小さい、といってもそれなりの規模の村を通りすぎ、街道に出た。

 近くに大きな川が見える。

 たしかユーフラテス川?

 あれチブリス川?、え、チグリス川?

 忘れた、中学のときに覚えた記憶がうっすらと残ってるけど。

 ふーん、船も浮かんでるんだ、ん、帆がついてるよ。

 案外進んでるね、この時代いったいいつ頃か判んないけどねー。


 道中なんのハプニングもなく、バビロン市中心部に入ったのは日もくれかけた夕方のことだった。 

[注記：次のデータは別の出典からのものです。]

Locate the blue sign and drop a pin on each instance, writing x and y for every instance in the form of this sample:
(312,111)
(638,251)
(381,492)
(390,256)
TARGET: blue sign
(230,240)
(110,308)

バビロン市は10メートルは有ると思われる城壁に囲まれており

 中心の道は小高い丘にむかって伸びていた。

 丘には宮殿らしき建物があった。


 中心の道には夕方にも拘わらず、結構人出があり、賑わっていた。

 周りを見て思ったんだけど、

 結構、皆体格がいい、女性も男性も笑いながら杯でなにかを飲んでいる。

 なにのんでるのかな?と思いながら見ていると、イシュナの前にいる男が笑いながら一軒の人だかりのある、多分飯屋、に立ち寄り、黒い液体、中になにか麦の殻ような物が浮いている、が入った杯を持ってきて渡してくれた。

 なんとそれはストローがついていて、

 イシュナが、その飲み物を指差しながら「カシュ」と教えてくれた。

 俺は恐る恐るストローに口をつけ飲みはじめた。


 !!!

 え、黒ビールじゃね?

 いや黒ビールだよ、

 黒ビールってこの時代にはあったんだ。

 これは食事も期待できるんじゃないかなんて顔にも出ていたのだろう。

 食べ物を表す「ニンダ?」とイシュナに笑いながら言われてしまった。

 黒ビールを飲み干し杯を男に返し、更に男達についていくと

宮殿の前の坂まできた。

 この坂昇るんですか、はい、頑張ります。

 そしてついに宮殿前の厩舎まできた

 え、宮殿に入るんですか?

 確かにイシュナ、貴族っぽいというか高貴な感じはしているけど、どっちかっていうと商人ぽいんだけど。

 まさか、お姫様、だったりして


 馬を降り、俺はマウンテンバイクだが、厩舎に預け、宮殿に入ると、一室で待つように言われた。

 

 その部屋は石でできた椅子があり、そして床がタイル張りであった。

 あ、俺、スニーカはいたままだわ。

 部屋の前を通る人も皆、サンダルみたいなのをはいてるからこのままでいいのかなんて考えていると

 大きな声を出しながら立派な編み髭を蓄えたオッサンがイシュナや、イシュナを迎えにきた男、その他知らない男達をしたがえ入ってきて抱きついてきた。

 多分、感謝されているんだろう、

 色々と聞いてくるんだけど、何一つ答えれない。

 代わりにイシュナが全部答えてくれているような気がする。

 オッサンは頷き俺の肩を叩き、何かを命令した。

 しばらくイシュナが回りの男達と話していると、食事の用意ができたのか、違う部屋につれていかれた。

 やったー飯だ、美味しそう~

 さすがにがっつくとマナー違反かな?

 なんだろうパイ?かな。

 こっちは何かの骨付き肉。

 皿も模様がちゃんとある。

 この皿は魚が野菜と一緒に盛り付けられている、川魚かな?

 おおー、これはオートミールではないか、何かの乳がかけてある、上に何かの葉っぱまで置いてあるよ。

 横にイシュナが座り一つ、一つ名前を教えてくれる。

 杯にはさっき飲んだビールと違い、何か紫色のワインみたいな飲み物が入っている。

 イシュナも飲むの?

 え、飲まないって、ですよねー

 という風に説明を受けていると上座に座ったオッサンが大声で何かをいいはじめた。

 そして俺のほうを指差し、更に何かをいい杯を目の前に掲げた。

 それを見た回りの男達も杯を掲げた。

 イシュナに掲げろって腕を引っ張られたので俺も掲げた。

 そうするとオッサンが杯の中身を一気に飲み干し、それを合図に皆、飲み食べはじめた。

 俺は杯を半分ぐらいまでのんだ。

 うん、赤ワインです。

 現代とそんなに遜色無い出来映えであるような気がする。

 さっさと飯くうぞー、腹へった。

 先ずはあのパイだー、トッツゲキー、ワオー

 パク モグモグ

 おおー、一口噛むごとに溢れる肉汁これは牛さんのお肉か、いとうまし。

 ペロリと完食。

 よこでイシュナが笑っている。

 次はあの骨付き肉、塩がかかっている、なんのお肉かな?

 うん、これは羊だな柔らかーい

 イシュナも食べてる。

 あ、食べてるところ見られたって顔しないの、十分かわいいから。

 更に次、野菜炒めにどう見てもハムが乗っている皿にいきます。

 豚肉のハムだね、野菜はなんだろう、チンゲン菜のようだけど著と違うな、油菜かな?食べたこと無いな~。

 次、オートミール。

 烏麦に牛乳か、何かの乳がかかってるんだけど、塩味が絶妙な味わい

 おパンもあるのか、あの人何か挟んでるぞ、野菜炒め挟んでるのか。

 美味しそうー、俺もしてみようって、イシュナがすでに作って渡してくれた。

 ありがとうっていいながら、食べるてみる、

 うん、野菜とハムのほどよい塩加減がこのパンによく合う。


 あれワインなくなちゃった。


 そうしているとオッサンがやって来て、空になった杯にワインを注いでくれた。

 おおー、ありがとう イシュナに通訳してもらう。

 肩をポンポンたたかれた。


 ゴクゴク プハー オイチー

 

 そんなこんなで宴も終わり、俺は寝に入った。